Arts Publications
Topic: RSS FeedJefferson the Skeptic
Hudson Review, The, Summer 2006 by Allen, Brooke
Jefferson wrote of Priestley: "I have read his Corruptions of Christianity, and Early opinions of Jesus, over and over again; and I rest on them, and on [Conyers] Middleton's writings, especially his letters from Rome, and to Waterland, as the basis of my own faith." Priestley, as we have seen, espoused a simple system of ethics as preached by Jesus and denounced subsequent corruptions; Middleton (1683-1750), an English divine, spoke out against all Biblical miracles and mysteries. What Jefferson called his "faith," then, was indistinguishable from what most of us would define as ethics, informed by reason. Faith for faith's sake, the leap of faith which has been so important in Christian thought, meant nothing to him: he himself defined belief, religious and otherwise, as "the assent of the mind to an intelligible proposition." Much, far too much, of Christian dogma he considered the very opposite of intelligible.
Jefferson's lifelong hatred of the clergy applied equally to every sect and creed and verged on the paranoiac. He seemed to see every single Christian priest and minister throughout history as having been involved in some vast right-wing conspiracy. "The Christian priesthood, finding the doctrines of Christ levelled to every understanding, and too plain to need explanation, saw, in the mysticisms of Plato, materials with which they might build up an artificial system which might, from it's indistinctness, admit everlasting controversy, give employment for their order, and introduce it to profit, power and pre-eminence," he claimed. The exploitation of mysticism and magic, he assured his friends, "constitutes the power and the profits of the priests. Sweep away their gossamer fabrics of factitious religion, and they would catch no more flies." He insisted that "the mountebanks calling themselves the priests of Jesus" were able to flourish only by obscuring simple truth with mumbojumbo: if their nonsensical doctrines could be understood, "it would not answer their purpose.
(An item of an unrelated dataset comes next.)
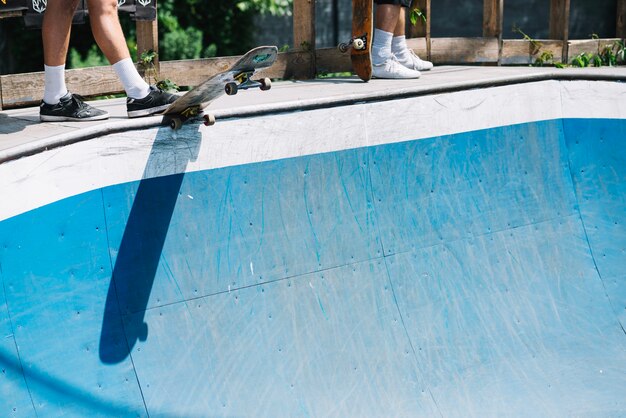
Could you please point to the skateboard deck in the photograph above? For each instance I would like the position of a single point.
(238, 77)
(362, 36)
Their security is in their faculty of shedding darkness, like the scuttle-fish, thro' the element in which they move, and making it impenetrable to the eye of a pursuing enemy."
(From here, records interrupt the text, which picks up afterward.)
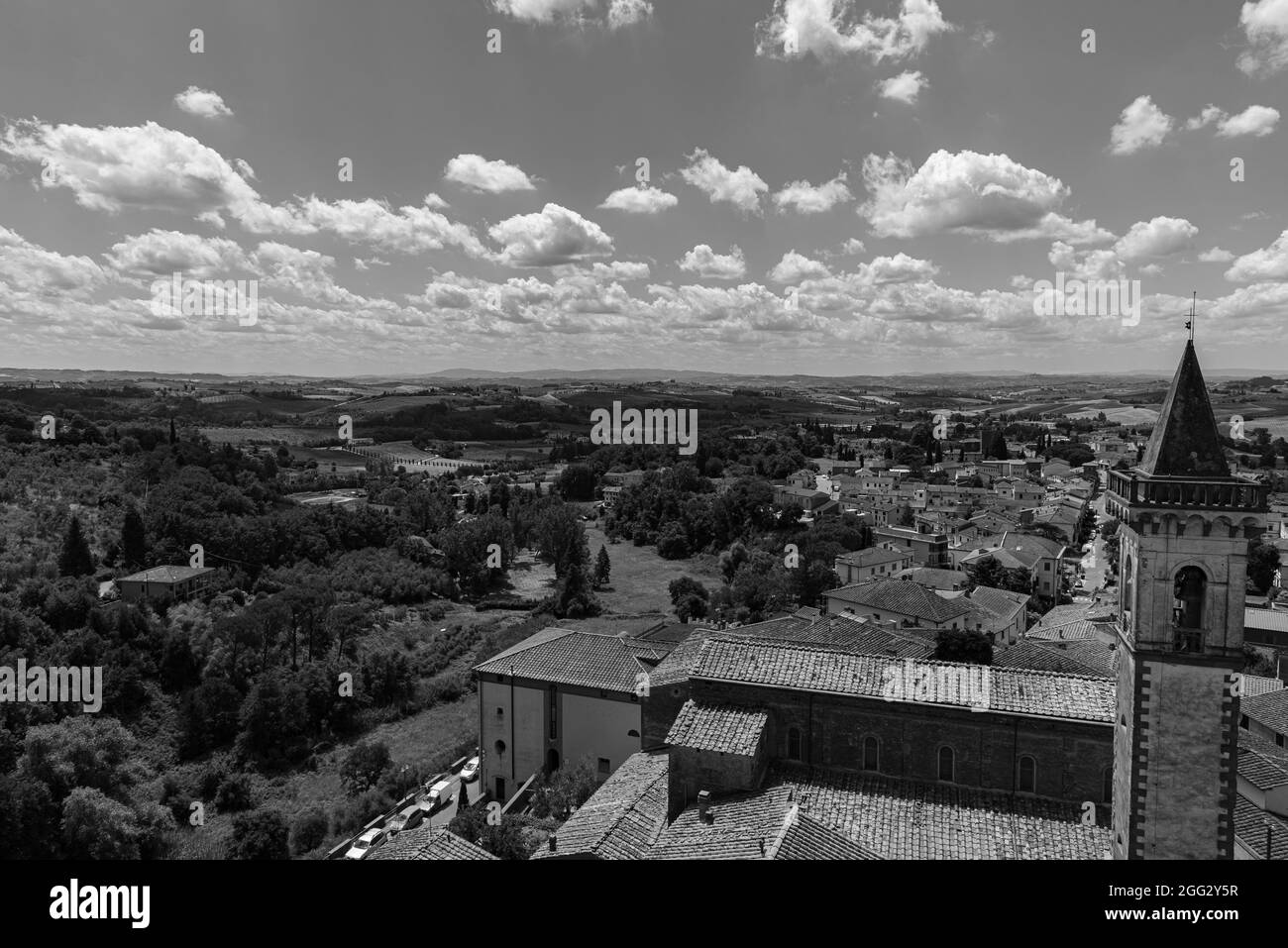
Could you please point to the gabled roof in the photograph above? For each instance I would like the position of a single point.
(1270, 710)
(803, 666)
(1185, 441)
(429, 843)
(903, 597)
(588, 660)
(625, 815)
(724, 728)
As a democrat with distinctly radical, Jacobin leanings (he openly supported the extremists during the French Revolution), Jefferson automatically disapproved of the priesthood as a hierarchical and tradition-bound institution. As an amateur scientist and Enlightenment intellectual, he despised its resistance to science and reason. Priests, he wrote, "dread the advance of science as witches do the approach of day-light." This cry, incidentally, would be echoed by H. L. Mencken more than a century later: "every priest who really understands the nature of his business is well aware that science is its natural and implacable enemy." Mencken was writing within the context of the 1925 Scopes trial which pitted Creationists against the expounders of evolution. We, in the twenty-first century, are replaying the old drama with our own concerns: not only evolution versus "intelligent design" this time, but stem-cell research and other bioethical issues. Can there be any doubt which side of the debate Jefferson would take?